Here’s how you can formally move a vote of no confidence or remove a director:
1. Check the RTM Company’s Articles
Look up the Articles of Association (they’re filed at Companies House and you can download them for free).
They set out the procedure for removing directors, calling meetings, and passing resolutions.
Most RTM companies use the standard Model Articles or a version from the Companies Act 2006.
2. Ordinary Resolution under the Companies Act 2006
Even if the Articles don’t set out a removal process, section 168 of the Companies Act 2006 gives members the power to remove a director by an ordinary resolution (more than 50% of votes cast).
A member (leaseholder) must give the company special notice – at least 28 clear days before the meeting.
The director proposed for removal has the right to make written representations and to speak at the meeting.

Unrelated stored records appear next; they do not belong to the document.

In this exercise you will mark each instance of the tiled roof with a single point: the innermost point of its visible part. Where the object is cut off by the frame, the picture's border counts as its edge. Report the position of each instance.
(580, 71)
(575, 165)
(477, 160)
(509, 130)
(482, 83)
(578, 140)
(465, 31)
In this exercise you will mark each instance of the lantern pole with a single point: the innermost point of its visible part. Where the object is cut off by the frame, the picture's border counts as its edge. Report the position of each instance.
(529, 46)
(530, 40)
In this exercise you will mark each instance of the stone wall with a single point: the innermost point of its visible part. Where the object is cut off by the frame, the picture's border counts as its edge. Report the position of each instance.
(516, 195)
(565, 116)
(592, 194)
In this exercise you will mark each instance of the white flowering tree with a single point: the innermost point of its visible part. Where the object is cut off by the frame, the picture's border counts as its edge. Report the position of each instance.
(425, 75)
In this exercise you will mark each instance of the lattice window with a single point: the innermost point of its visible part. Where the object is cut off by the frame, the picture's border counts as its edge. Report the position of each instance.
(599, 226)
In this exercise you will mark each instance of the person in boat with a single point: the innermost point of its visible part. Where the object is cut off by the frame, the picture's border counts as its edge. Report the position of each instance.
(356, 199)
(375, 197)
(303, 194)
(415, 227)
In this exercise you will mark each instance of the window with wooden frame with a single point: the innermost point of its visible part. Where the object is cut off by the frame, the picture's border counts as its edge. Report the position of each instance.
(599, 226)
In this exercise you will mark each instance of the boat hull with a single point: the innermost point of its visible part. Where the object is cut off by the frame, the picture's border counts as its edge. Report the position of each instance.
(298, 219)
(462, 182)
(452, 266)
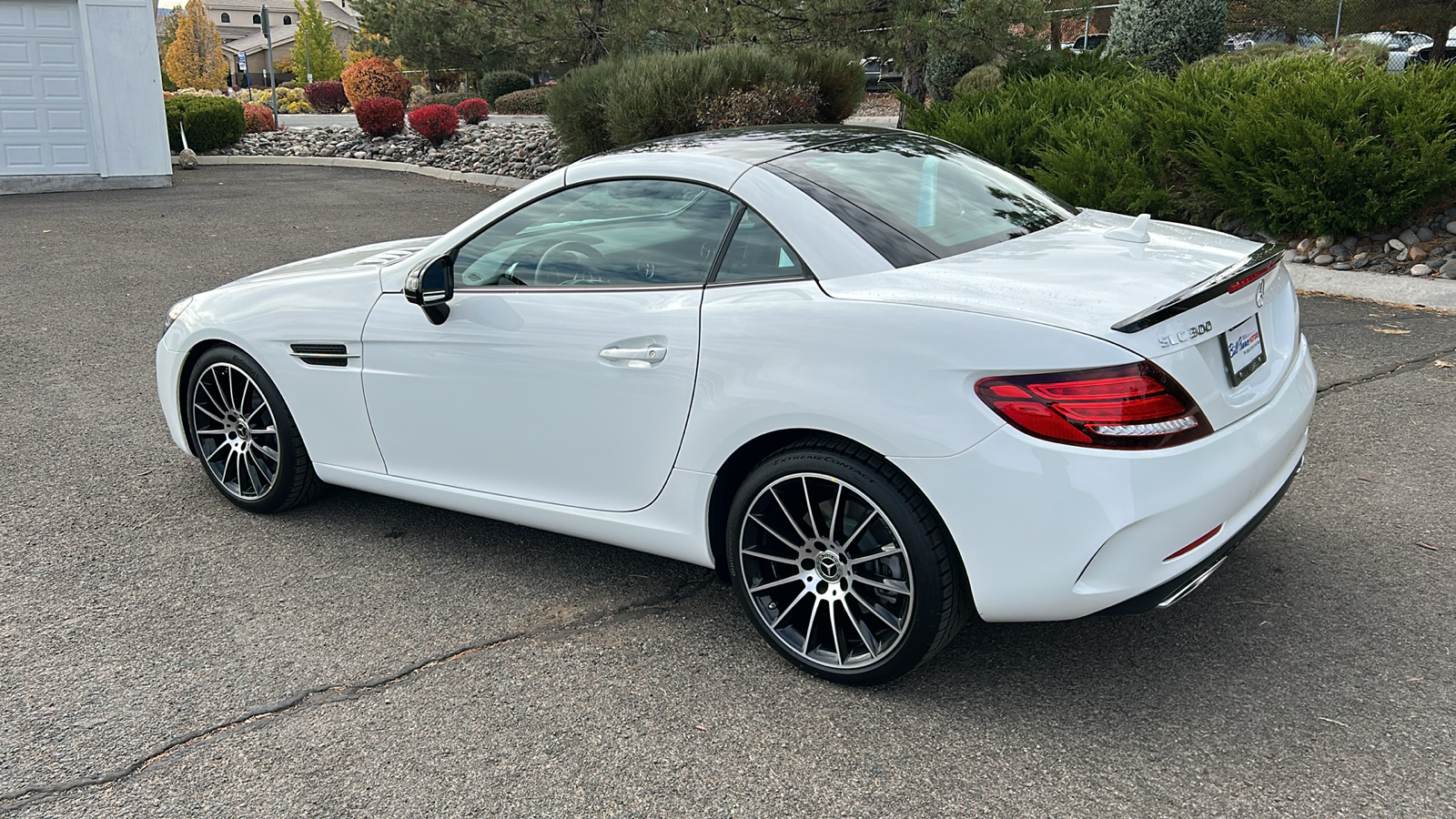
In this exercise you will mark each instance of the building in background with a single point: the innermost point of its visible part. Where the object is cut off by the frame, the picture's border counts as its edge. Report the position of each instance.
(80, 96)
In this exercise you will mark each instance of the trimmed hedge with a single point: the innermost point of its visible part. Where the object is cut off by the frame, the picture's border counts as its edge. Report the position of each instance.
(625, 101)
(529, 101)
(1299, 143)
(771, 104)
(210, 121)
(499, 84)
(258, 118)
(449, 98)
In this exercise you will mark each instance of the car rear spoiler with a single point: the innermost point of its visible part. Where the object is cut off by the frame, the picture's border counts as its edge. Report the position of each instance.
(1234, 278)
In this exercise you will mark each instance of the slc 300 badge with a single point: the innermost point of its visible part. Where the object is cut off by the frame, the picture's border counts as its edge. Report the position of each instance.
(1184, 336)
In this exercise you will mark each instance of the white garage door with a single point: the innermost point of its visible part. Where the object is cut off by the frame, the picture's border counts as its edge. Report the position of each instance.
(44, 113)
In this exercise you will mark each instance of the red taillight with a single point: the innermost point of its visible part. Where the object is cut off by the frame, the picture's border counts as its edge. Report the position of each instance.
(1128, 407)
(1257, 274)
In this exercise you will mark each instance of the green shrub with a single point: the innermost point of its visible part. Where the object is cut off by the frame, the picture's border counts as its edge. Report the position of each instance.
(519, 102)
(450, 98)
(1169, 33)
(625, 101)
(499, 84)
(836, 75)
(979, 79)
(210, 121)
(944, 70)
(1296, 143)
(771, 104)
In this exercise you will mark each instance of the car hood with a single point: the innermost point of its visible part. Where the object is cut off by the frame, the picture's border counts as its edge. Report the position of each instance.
(1069, 276)
(378, 254)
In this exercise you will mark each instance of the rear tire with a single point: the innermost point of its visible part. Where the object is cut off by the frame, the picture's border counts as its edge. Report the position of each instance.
(842, 564)
(244, 435)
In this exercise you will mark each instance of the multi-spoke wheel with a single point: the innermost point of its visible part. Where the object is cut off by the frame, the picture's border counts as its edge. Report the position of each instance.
(245, 436)
(842, 564)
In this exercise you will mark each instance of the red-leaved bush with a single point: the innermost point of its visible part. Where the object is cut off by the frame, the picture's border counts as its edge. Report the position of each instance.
(327, 96)
(258, 118)
(473, 111)
(380, 116)
(436, 123)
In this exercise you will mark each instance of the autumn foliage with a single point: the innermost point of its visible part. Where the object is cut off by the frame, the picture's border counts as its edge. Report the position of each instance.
(380, 116)
(436, 123)
(373, 77)
(196, 57)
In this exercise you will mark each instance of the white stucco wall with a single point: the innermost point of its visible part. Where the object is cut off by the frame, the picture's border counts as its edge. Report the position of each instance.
(123, 92)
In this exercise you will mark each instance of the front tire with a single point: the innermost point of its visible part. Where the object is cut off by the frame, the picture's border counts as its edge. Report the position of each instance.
(245, 436)
(842, 564)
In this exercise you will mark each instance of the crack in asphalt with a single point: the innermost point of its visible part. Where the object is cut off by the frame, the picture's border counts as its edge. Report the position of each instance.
(339, 693)
(1347, 383)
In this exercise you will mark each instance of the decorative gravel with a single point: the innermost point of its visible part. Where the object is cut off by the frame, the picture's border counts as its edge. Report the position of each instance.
(521, 150)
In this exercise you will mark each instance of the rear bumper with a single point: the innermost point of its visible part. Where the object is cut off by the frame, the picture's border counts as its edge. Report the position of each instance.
(1055, 532)
(1176, 589)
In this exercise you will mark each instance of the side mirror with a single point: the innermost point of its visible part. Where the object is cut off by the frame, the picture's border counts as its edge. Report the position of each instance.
(430, 288)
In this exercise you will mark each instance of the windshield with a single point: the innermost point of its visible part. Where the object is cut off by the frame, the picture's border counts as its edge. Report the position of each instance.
(941, 197)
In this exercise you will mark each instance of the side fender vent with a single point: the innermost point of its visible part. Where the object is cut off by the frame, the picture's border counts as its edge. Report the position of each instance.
(322, 354)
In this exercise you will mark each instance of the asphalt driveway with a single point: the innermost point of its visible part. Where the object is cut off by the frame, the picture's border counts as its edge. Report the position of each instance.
(165, 654)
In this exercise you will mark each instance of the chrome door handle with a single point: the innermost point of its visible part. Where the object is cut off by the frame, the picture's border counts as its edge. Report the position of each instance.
(650, 353)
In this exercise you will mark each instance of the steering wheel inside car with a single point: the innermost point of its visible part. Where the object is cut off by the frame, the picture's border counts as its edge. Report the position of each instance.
(568, 263)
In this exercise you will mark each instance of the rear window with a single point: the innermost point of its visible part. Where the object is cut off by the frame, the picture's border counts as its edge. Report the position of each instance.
(941, 197)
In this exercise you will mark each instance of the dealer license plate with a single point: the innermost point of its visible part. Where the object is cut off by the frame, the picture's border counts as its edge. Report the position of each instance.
(1244, 349)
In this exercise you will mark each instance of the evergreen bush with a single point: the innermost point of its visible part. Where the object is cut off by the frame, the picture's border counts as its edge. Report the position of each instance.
(529, 101)
(497, 84)
(1169, 33)
(1298, 143)
(210, 121)
(944, 70)
(625, 101)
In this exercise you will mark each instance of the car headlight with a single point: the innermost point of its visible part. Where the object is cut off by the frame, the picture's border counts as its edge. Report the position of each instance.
(177, 310)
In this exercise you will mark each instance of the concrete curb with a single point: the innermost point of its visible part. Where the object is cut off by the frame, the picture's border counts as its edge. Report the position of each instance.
(1439, 293)
(370, 164)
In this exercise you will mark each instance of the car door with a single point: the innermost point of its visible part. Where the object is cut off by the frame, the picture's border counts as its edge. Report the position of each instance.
(565, 368)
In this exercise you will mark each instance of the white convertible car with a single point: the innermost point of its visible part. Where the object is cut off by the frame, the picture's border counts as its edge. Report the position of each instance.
(875, 380)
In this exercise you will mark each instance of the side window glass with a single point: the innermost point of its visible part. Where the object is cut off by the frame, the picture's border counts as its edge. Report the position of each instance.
(757, 251)
(616, 234)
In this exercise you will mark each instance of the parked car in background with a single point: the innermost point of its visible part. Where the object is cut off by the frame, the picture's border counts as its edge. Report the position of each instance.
(1401, 46)
(1085, 43)
(1423, 55)
(881, 75)
(1271, 36)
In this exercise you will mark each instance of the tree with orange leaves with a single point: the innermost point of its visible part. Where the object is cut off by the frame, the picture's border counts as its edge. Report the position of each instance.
(196, 57)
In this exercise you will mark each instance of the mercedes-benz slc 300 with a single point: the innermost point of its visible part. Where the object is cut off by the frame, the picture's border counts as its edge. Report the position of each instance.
(880, 383)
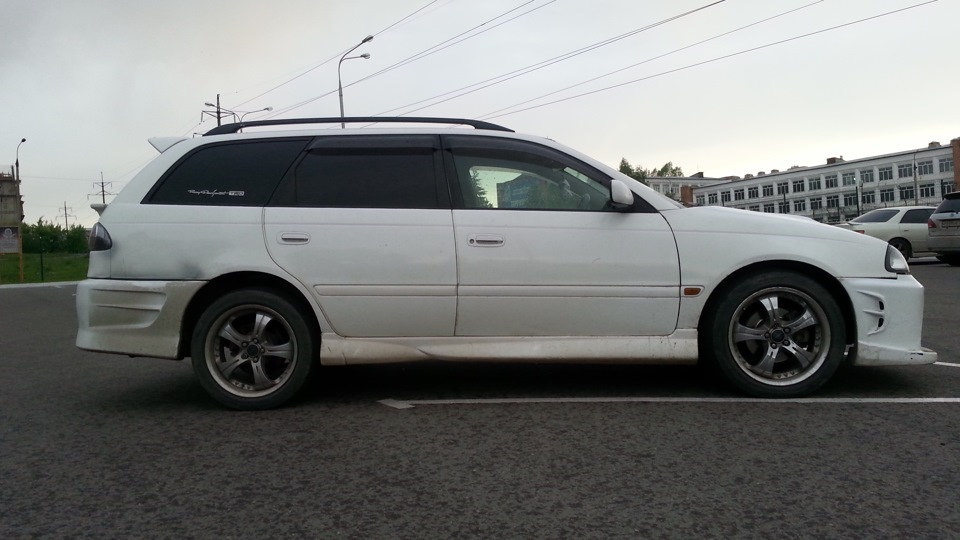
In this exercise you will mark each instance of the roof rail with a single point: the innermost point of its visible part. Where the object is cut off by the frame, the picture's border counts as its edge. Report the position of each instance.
(477, 124)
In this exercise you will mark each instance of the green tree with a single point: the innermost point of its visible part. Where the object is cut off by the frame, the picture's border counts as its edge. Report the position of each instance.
(47, 237)
(641, 174)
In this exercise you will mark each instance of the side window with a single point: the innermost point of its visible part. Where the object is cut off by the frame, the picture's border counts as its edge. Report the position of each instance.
(526, 178)
(228, 174)
(365, 173)
(919, 215)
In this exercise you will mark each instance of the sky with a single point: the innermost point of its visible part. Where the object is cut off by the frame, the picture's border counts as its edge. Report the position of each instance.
(724, 88)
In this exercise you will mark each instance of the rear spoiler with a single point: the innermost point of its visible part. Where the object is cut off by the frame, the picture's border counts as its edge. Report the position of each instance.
(163, 143)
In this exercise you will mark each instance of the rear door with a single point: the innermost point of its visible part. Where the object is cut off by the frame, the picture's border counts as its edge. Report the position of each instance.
(913, 227)
(365, 223)
(541, 252)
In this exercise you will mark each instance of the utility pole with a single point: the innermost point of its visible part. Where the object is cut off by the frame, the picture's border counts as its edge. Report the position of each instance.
(66, 215)
(916, 187)
(103, 190)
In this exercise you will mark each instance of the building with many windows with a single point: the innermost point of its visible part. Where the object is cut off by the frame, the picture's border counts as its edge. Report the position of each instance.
(841, 190)
(681, 187)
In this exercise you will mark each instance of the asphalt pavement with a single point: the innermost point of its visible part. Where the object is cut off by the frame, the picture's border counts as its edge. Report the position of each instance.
(105, 446)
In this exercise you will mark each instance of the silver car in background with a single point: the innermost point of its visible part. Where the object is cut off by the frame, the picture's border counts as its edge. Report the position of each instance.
(900, 226)
(943, 229)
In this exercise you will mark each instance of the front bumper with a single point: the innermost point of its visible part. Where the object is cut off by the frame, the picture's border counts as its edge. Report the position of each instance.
(889, 319)
(138, 318)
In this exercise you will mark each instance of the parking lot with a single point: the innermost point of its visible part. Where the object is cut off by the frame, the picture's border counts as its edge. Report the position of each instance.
(107, 446)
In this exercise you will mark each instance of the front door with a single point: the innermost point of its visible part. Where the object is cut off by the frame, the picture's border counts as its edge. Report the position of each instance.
(541, 251)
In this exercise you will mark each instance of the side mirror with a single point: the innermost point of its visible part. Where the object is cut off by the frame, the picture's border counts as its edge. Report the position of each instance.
(620, 195)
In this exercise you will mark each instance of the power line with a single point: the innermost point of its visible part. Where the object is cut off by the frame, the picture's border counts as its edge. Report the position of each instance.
(446, 43)
(288, 81)
(545, 63)
(424, 53)
(648, 60)
(731, 55)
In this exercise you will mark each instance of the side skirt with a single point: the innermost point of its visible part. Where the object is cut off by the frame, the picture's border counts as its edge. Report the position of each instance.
(677, 348)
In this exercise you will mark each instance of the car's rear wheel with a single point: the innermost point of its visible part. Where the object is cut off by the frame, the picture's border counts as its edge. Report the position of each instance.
(776, 335)
(903, 246)
(252, 349)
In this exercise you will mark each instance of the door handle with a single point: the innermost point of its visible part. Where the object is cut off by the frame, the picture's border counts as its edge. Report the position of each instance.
(485, 240)
(294, 238)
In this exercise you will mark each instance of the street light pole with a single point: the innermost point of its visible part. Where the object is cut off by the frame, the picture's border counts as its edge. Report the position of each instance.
(17, 164)
(19, 208)
(340, 80)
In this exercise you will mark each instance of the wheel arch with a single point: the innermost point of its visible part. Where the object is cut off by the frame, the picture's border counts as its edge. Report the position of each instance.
(226, 283)
(822, 277)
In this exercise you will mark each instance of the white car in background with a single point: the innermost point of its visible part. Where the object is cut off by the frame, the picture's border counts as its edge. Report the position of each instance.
(265, 255)
(903, 227)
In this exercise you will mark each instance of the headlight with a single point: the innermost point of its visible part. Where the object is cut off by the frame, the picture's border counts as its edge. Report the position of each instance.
(895, 261)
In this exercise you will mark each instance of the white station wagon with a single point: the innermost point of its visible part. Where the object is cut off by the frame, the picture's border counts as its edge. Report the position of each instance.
(262, 255)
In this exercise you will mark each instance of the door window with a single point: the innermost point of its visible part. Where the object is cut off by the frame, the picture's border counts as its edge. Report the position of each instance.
(525, 177)
(366, 172)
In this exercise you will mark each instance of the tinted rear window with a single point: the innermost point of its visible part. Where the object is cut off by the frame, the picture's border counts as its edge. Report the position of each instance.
(949, 205)
(918, 215)
(229, 174)
(875, 216)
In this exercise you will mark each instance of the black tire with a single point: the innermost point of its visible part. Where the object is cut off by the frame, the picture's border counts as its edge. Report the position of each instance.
(776, 335)
(903, 246)
(252, 349)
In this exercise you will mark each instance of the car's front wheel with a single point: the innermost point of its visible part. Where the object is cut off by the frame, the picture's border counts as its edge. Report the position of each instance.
(252, 349)
(776, 335)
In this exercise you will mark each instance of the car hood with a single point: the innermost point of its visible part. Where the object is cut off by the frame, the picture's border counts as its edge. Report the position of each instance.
(712, 236)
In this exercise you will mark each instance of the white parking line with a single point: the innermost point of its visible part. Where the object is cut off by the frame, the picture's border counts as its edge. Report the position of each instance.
(409, 404)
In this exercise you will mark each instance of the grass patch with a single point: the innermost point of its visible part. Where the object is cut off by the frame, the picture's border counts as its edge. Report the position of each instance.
(56, 267)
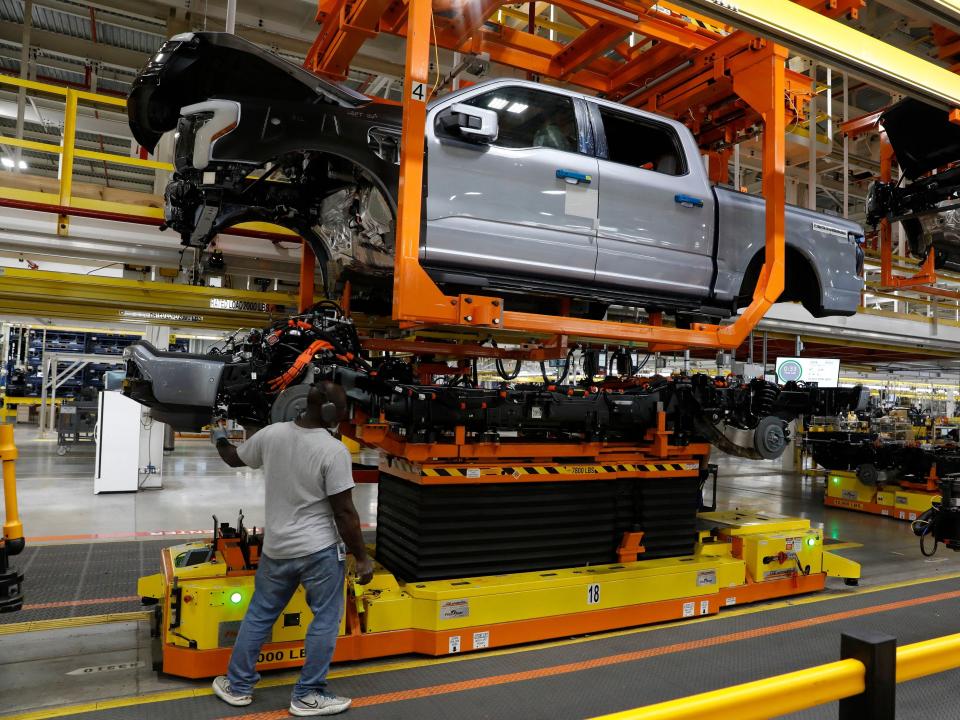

3. Calling a General Meeting
Usually, members holding at least 5% of the voting rights can demand that the directors call a general meeting.
If the directors don’t act within 21 days, the members themselves can convene the meeting.
At that meeting, the “vote of no confidence” would be put as an ordinary resolution to remove the director.
4. Alternative: Resignation or Board Resolution
Sometimes, a “no confidence” letter signed by the majority of members may persuade the director to resign voluntarily.
If there are multiple directors, the board itself can also remove certain positions (e.g. chair) by a board vote – but not the actual office of director, which requires a members’ resolution.
5. Practical Steps Summary
Check Articles at Companies House.
Draft a resolution to remove the director.
Give special notice (28 days) to the company.
Call or request a general meeting of members.
Hold the vote – if more than 50% support removal, the resolution passes.
File the change (Form TM01 – Termination of Director) at Companies House.
Tip: A “vote of no confidence” by itself has no legal effect unless it’s structured as an ordinary resolution under section 168. To remove a director properly, you need to follow the statutory process, or the Articles if they give a specific removal mechanism.